Michigan Retail Fraud requires the prosecution to prove beyond a reasonable doubt that:
- the defendant took some property that the store offered for sale,
- the defendant moved the property (Any movement is enough. It does not matter whether the defendant actually got the property past the cashier or out of the store)
- the defendant intended to steal the property. Intended to steal means that the defendant intended to permanently take the property from the store without the store's consent.
- this happened either inside the store or in the immediate area around the store, while the store was open to the public.
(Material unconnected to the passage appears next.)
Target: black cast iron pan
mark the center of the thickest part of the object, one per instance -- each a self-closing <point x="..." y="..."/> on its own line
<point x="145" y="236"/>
- the value of the property
If the value of the property is below $200, it is Michigan Retail Fraud in Third Degree, which is a 93 day misdemeanor.
If the value of the property is between $200-$1,000, it is Michigan Retail Fraud in Second Degree, which is a one year misdemeanor.
If the value of the property is more than $1,000, it is Michigan Retail Fraud in the First Degree, which is a felony.
There are different variations for this offense for a defendant who attempts to make a false return exchange, and for price switching to a lower amount. These crime require slightly different elements, but have the same penalty.